Some were reminded of John Berger’s reaction to his Booker prize triumph in 1972 this week after Philippe Sands’ East West Street was declared the winner of the inaugural Baillie Gifford prize. Berger said he would be sharing some of his £5,000 bonanza with the British Black Panthers (although it appears they no longer existed, having dissolved earlier that year), while Sands announced his £30,000 would go to a refugee charity. The tone of their speeches was starkly different, however: whereas Sands expressed gratitude to the non-fiction award’s new backer (it was formerly the Samuel Johnson prize), Berger scandalously bit the hand that fed him, excoriating the novel prize’s then sponsor, Booker-McConnell, for deriving its wealth from “130 years” of Caribbean exploitation.
Sands was far from being the first author in recent years to make a financial gesture. Two years ago, a pair of recipients of Australia’s Prime Minister’s Literary awards similarly gave money away: the joint fiction winner Richard Flanagan, (flush after just trousering the Man Booker prize’s £50,000, he gave his A$40,000 to the Indigenous Literacy Foundation), and the children’s fiction winner Bob Graham, who chose asylum seekers.
Also in Australia, the first three authors awarded the Stella prize for women’s fiction all donated part of their prizes to social causes - 2015 prizewinner Emily Bitto picked the Wilderness Society - although that sequence ended this year when Charlotte Wood said in her victory speech that she was keeping all of it, partly “to stake a claim for literature as an essential social benefit, in and of itself”.

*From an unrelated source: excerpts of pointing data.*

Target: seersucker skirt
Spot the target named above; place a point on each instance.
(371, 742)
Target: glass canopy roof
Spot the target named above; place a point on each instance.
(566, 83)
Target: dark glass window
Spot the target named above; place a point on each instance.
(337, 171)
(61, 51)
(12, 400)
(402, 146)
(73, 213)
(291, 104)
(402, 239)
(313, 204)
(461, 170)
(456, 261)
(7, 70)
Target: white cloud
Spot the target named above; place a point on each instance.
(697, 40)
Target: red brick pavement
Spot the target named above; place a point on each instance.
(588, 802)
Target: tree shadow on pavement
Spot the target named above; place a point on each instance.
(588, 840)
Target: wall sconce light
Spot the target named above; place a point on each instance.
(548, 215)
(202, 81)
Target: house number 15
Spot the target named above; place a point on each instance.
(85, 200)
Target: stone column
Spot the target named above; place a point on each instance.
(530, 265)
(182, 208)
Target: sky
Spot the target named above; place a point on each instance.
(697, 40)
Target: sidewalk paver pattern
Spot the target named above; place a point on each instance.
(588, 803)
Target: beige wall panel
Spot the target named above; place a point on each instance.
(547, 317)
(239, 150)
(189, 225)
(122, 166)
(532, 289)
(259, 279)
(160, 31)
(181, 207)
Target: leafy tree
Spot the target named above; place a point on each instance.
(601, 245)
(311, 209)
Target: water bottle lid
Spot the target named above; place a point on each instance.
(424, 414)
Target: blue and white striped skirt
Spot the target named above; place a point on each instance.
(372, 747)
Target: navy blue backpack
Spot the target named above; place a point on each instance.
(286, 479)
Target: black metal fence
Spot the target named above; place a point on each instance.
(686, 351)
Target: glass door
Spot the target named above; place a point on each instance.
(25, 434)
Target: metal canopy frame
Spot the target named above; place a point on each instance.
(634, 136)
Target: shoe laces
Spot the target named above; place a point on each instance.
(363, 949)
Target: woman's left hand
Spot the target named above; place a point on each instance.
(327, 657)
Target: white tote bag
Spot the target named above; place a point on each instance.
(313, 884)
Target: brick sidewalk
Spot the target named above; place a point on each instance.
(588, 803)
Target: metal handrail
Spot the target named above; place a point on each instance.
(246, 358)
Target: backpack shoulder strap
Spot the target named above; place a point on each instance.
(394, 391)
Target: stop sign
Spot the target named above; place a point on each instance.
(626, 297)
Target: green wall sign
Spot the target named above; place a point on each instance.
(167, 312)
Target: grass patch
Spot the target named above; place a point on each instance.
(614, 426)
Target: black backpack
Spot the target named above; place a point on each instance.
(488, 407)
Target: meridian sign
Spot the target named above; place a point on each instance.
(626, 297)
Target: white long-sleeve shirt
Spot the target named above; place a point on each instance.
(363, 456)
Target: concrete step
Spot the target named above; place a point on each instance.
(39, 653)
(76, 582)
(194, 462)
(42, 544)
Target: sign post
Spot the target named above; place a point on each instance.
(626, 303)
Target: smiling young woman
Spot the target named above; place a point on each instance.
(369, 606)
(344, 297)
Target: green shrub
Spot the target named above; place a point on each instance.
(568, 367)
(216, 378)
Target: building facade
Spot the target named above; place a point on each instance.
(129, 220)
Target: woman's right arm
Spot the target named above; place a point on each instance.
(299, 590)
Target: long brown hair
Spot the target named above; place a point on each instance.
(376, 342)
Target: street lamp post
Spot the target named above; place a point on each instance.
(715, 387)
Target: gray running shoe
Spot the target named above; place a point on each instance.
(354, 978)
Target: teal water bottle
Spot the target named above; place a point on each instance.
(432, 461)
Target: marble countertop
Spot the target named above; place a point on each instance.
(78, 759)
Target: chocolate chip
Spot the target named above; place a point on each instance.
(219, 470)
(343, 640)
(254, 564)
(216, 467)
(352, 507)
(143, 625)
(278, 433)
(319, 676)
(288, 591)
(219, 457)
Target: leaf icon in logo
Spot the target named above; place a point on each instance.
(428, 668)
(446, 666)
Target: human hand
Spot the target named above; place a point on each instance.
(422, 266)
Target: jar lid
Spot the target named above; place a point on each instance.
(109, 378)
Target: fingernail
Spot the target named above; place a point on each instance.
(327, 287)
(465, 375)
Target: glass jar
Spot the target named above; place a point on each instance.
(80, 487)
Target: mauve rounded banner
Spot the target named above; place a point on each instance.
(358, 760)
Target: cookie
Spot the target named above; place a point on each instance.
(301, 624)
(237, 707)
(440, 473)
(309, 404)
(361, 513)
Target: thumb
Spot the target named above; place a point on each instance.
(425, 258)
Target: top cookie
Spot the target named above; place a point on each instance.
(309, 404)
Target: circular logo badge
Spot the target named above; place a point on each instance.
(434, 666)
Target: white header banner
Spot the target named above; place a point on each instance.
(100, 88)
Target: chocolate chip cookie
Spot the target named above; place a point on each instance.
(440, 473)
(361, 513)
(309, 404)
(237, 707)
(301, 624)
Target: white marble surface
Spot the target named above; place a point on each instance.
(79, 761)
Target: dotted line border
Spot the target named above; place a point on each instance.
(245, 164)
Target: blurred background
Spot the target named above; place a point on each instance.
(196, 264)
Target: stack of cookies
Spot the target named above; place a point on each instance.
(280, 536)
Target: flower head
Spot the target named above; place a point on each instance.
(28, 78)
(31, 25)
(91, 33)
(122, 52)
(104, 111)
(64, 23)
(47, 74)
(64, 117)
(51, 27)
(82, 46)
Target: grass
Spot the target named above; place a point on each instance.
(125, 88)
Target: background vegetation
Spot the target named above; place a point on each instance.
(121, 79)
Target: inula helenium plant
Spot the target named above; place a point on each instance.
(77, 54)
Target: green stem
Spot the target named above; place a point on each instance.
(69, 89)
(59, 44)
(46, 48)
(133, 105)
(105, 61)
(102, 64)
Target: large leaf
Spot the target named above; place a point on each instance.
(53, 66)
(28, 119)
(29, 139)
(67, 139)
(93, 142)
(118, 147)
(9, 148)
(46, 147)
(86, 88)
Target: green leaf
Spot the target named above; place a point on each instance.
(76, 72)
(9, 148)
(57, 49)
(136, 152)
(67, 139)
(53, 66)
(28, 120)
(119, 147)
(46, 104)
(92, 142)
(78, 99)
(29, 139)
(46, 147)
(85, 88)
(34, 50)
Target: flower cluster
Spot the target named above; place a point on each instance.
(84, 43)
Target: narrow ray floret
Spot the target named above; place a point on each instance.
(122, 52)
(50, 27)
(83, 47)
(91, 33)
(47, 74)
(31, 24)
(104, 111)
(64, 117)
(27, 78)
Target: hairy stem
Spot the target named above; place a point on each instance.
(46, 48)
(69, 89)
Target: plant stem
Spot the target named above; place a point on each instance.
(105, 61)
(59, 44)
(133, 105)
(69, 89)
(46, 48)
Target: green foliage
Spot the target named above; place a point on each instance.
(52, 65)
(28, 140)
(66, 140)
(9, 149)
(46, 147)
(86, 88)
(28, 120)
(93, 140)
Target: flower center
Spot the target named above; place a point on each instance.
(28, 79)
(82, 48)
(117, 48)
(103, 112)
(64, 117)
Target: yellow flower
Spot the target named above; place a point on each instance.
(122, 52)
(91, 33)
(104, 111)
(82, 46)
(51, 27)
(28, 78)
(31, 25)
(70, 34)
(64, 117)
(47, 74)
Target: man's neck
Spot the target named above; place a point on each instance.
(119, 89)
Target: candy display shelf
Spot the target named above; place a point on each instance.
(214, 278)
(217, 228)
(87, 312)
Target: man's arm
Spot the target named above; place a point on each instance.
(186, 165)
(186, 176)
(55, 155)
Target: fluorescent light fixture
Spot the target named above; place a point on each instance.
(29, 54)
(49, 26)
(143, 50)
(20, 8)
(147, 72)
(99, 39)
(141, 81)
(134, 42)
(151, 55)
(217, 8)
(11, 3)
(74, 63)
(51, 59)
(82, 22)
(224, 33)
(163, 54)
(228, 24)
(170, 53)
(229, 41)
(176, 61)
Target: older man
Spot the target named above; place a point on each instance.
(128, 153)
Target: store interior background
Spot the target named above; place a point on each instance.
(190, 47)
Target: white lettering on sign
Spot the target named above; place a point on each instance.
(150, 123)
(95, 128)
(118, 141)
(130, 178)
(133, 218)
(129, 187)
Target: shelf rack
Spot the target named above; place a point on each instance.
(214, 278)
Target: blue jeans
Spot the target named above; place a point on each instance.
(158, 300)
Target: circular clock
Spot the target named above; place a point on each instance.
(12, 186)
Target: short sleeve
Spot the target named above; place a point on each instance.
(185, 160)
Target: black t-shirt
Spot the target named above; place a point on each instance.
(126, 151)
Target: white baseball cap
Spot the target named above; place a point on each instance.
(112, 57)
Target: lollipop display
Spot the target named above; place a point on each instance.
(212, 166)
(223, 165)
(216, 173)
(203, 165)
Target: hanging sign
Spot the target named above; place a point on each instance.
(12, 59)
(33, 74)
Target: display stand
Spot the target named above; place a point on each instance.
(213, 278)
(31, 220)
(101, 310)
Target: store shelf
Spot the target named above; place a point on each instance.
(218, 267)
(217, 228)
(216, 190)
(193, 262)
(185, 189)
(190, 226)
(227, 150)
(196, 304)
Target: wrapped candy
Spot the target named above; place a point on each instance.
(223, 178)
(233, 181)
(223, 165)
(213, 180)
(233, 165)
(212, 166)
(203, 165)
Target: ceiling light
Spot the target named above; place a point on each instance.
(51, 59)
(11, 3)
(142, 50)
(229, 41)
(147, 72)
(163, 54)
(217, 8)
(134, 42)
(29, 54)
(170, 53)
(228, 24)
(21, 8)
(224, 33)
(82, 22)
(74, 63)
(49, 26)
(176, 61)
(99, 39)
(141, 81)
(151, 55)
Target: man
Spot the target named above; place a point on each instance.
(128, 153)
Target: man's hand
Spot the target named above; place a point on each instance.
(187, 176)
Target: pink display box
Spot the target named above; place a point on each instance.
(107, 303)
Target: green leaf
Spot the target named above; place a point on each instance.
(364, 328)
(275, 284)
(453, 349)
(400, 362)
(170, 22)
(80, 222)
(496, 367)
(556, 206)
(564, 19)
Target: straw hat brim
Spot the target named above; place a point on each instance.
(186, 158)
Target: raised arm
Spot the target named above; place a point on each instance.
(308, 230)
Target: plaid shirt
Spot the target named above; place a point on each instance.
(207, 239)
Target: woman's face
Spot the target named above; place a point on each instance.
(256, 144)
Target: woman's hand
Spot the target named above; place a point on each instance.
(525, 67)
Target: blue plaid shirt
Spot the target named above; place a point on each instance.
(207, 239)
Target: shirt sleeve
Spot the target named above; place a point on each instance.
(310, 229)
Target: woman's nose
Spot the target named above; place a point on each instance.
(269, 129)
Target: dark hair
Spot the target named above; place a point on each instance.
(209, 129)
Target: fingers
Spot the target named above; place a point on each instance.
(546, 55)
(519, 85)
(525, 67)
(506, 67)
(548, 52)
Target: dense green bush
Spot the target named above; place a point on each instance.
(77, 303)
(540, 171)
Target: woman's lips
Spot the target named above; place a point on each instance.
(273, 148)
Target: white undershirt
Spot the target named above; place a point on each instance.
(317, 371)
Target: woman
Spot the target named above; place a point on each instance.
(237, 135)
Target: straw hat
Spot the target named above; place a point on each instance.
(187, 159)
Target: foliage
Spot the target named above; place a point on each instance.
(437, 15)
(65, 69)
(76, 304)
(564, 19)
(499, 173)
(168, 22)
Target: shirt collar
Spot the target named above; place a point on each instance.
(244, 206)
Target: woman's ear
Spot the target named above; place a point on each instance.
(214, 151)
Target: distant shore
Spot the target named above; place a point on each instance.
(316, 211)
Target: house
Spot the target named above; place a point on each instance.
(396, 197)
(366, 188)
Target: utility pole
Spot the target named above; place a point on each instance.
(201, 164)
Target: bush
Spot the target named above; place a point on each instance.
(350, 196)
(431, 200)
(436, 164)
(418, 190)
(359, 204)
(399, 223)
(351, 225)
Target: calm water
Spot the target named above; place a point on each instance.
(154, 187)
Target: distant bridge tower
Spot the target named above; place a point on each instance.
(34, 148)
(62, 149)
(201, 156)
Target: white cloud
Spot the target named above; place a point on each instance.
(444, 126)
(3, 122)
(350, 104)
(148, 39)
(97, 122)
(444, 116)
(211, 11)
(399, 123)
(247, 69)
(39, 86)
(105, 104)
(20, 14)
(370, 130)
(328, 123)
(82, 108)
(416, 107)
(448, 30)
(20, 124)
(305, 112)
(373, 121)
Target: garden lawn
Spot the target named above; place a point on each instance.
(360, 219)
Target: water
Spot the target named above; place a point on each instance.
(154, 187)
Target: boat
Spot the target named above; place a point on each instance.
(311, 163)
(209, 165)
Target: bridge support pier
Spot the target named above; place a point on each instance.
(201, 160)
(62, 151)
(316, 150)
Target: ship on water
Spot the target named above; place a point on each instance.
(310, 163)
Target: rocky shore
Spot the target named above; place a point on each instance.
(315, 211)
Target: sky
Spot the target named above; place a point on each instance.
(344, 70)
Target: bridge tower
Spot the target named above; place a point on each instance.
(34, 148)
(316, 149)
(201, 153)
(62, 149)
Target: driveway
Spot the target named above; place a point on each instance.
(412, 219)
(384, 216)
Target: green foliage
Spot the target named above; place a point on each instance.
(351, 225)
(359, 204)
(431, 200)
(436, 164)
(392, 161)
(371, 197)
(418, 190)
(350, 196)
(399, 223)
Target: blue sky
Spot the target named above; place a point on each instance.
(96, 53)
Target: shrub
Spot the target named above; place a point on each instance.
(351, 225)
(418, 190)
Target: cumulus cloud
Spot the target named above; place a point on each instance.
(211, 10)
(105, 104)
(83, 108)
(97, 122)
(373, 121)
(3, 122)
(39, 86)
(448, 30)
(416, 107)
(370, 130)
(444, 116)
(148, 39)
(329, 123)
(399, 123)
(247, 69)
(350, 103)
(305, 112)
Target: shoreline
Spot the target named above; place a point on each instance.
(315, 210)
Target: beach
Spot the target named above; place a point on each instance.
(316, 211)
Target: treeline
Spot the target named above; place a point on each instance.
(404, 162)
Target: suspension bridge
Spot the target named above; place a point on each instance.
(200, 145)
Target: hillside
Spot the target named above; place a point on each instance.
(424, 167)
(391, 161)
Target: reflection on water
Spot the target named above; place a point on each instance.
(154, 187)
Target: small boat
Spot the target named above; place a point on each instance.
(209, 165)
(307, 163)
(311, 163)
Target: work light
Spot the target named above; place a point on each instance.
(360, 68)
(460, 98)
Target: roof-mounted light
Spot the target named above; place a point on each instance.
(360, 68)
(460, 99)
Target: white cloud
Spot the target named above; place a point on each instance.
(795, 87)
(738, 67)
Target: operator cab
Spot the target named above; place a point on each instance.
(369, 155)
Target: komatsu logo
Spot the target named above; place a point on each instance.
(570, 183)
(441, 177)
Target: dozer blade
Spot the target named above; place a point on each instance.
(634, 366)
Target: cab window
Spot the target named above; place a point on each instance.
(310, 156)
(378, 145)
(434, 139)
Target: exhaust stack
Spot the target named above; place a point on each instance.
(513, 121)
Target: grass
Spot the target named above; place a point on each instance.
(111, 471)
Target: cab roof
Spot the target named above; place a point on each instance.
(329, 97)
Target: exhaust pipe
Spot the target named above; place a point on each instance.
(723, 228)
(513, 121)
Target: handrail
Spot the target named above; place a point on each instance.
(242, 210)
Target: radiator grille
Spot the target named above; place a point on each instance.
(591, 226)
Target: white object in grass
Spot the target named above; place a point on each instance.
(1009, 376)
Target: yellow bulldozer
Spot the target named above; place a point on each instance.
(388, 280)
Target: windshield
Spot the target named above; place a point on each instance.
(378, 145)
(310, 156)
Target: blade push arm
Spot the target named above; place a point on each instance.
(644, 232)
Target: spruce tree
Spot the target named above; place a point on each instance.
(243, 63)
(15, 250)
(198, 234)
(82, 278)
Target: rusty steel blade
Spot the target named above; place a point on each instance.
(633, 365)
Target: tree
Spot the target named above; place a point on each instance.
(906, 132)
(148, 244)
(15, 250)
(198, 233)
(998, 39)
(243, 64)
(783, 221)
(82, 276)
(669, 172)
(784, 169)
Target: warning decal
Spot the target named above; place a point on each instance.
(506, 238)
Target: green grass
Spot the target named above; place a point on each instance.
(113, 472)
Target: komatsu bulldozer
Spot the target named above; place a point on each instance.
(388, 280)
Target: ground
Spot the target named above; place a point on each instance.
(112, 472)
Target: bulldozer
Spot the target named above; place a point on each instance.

Other writers who have gone for a giveaway include David Bodanis, who won the Aventis science book prize in 2006 and sent his £10,000 to the family of the government scientist David Kelly, who killed himself in 2003 after being exposed as a journalist’s source in the runup to the Iraq war.
Outright rejection of prizes is purer than the Berger approach, and that was the choice of Jean-Paul Sartre - although he bungled his rejection by sending his letter to the wrong organisation, so that by the time it was read after being forwarded his name had already been announced - when offered the Nobel literature prize in 1964, saying “a writer must refuse to allow himself to be transformed into an institution”. But the price of that purity is denying financial support to cash-strapped people or causes, and Sartre’s letter acknowledged he was “tortured” by this issue, citing a London anti-apartheid organisation as where his money would have gone had he compromised his principles. (A former member of the Swedish Academy later claimed that in the 70s Sartre had second thoughts, making unsuccessful inquiries about regaining the prize money that had been returned to Stockholm after his election had been announced and then rescinded).
Hari Kunzru, however, managed, unlike Sartre, to remain uncontaminated yet ensure money went to those in need of it. He turned down the £5,000 John Llewellyn Rhys prize for young writers in 2003 because he objected to the “hostility” of its sponsor, the Mail on Sunday, to “black and Asian British people” and “refugees and asylum seekers”, and the paper agreed to his request that the winnings he never collected should go to the Refugee Council.